Río de Janeiro despliega 40% más de policías tras operativo contra narcos
El refuerzo policial del 40% se implementa en zonas turísticas como Copacabana e Ipanema. La medida busca contener posibles represalias del Comando Vermelho tras una operación que dejó más de 120 muertos.
Blindaje en las playas
La Policía Militar incrementó su presencia con agentes que realizaban tareas administrativas. La zona de las playas está blindada con patrulleros estacionados en plazas y espacios públicos cercanos al litoral.
Turistas con temor
Visitantes como Marcela y Marina reconocen sentir inquietud por la situación. Aunque observan normalidad en la zona turística, el aumento policial genera tanto alivio como desconfianza.

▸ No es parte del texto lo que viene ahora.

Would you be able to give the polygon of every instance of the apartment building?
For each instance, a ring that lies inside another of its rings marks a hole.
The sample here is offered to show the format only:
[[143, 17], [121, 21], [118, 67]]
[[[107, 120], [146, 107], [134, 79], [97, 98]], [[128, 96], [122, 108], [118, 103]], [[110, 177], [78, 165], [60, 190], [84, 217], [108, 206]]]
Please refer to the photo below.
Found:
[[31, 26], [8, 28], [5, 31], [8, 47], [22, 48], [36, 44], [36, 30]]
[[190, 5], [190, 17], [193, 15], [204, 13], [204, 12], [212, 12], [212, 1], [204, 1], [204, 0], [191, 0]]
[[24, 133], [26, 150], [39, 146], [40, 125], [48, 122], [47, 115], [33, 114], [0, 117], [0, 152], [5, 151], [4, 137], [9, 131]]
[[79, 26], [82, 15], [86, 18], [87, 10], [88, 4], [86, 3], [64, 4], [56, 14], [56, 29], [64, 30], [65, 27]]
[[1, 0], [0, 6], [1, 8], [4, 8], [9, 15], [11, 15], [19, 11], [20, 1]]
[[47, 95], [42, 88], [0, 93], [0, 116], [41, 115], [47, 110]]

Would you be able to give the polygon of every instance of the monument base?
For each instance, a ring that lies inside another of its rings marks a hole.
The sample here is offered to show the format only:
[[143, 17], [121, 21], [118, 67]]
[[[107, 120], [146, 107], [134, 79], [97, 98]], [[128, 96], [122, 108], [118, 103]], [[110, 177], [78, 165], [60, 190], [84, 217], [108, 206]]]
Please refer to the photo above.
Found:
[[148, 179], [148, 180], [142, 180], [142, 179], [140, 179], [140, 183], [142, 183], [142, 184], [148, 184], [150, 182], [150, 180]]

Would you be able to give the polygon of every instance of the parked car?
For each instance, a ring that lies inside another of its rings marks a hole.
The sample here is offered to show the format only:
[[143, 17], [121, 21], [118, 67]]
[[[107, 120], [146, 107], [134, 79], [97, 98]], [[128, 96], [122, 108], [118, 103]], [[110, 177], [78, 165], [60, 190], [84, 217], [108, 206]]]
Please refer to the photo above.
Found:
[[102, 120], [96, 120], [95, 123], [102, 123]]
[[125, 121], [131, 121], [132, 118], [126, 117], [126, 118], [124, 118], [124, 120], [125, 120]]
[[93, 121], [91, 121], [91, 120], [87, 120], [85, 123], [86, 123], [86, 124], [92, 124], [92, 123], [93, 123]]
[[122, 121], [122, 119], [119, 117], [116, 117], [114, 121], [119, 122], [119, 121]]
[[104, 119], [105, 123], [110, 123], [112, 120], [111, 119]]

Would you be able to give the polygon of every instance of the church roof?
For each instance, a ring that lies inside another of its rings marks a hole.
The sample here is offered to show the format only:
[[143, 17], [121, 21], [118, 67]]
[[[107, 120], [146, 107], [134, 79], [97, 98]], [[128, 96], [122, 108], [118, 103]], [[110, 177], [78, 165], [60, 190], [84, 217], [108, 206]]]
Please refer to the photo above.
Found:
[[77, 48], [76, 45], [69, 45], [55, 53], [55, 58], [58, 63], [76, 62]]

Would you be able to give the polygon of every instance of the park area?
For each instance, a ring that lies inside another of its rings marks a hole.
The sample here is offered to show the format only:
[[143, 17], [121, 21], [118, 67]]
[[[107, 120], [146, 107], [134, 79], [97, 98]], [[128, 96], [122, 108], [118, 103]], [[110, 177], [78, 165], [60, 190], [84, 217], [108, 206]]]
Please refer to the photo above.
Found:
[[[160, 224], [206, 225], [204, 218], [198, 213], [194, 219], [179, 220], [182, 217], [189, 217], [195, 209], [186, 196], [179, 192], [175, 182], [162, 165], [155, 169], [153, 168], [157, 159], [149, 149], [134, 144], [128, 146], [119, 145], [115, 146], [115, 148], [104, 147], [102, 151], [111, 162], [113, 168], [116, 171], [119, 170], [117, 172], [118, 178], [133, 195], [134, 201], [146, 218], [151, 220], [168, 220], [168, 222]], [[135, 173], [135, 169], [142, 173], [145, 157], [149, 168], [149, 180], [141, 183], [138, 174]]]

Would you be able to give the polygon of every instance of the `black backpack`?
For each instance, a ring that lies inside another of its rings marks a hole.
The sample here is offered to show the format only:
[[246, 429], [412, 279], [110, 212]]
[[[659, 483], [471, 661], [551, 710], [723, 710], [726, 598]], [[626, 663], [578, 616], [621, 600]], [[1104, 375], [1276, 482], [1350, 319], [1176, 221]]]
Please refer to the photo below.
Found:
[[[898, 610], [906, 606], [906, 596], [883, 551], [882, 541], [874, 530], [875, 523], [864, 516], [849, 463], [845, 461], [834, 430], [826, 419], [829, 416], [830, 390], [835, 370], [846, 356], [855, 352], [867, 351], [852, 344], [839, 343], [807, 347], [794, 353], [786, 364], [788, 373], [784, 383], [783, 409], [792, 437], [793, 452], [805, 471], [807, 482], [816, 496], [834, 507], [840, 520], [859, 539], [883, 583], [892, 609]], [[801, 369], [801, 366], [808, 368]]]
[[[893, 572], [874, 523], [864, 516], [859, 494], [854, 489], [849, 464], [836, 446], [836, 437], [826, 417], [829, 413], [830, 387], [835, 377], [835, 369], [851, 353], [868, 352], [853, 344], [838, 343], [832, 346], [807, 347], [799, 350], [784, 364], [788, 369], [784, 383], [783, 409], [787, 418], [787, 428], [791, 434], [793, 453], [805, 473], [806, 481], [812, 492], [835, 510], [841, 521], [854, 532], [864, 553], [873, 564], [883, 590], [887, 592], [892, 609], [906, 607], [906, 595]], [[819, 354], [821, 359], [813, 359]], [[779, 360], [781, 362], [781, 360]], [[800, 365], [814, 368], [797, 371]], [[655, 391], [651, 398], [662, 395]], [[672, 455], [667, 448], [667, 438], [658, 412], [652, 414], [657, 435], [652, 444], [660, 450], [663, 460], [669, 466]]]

Narcos foráneos en el operativo
Entre los 133 detenidos, 33 no residían en Río de Janeiro. Las investigaciones indican que llegaron de otras ciudades de Brasil para apoyar al Comando Vermelho antes del operativo policial.
Armamento inusual
Los narcotraficantes utilizaron un dron adaptado para lanzar granadas, que causó la muerte de cuatro policías. Esperaban el operativo vestidos con uniforme de combate y camuflados en el monte.
Tensión política por seguridad
El gobierno de Claudio Castro impulsa medidas como armar a policías de tránsito y guardianes de parques. Existe una disputa con el gobierno federal sobre la coordinación en operativos contra el narcotráfico.
Futura colaboración
Ambas administraciones evalúan implementar el programa GLO (Garantía de Ley y Orden) para establecer un esquema de cooperación conjunta que hasta ahora ha sido imposible por recelos políticos.
Antecedentes del conflicto
La Operación Contención contra el Comando Vermelho en la Sierra de la Misericordia resultó en más de 120 fallecidos. El líder de la organización, Edgar Alves Andrade, sigue prófugo y está acusado de más de 100 homicidios.
Implicaciones de la crisis
La situación ha colocado la seguridad en el centro de la agenda de Río de Janeiro. Las autoridades buscan equilibrar la protección de turistas con la contención de posibles represalias narcos, mientras investigan filtraciones sobre el operativo policial.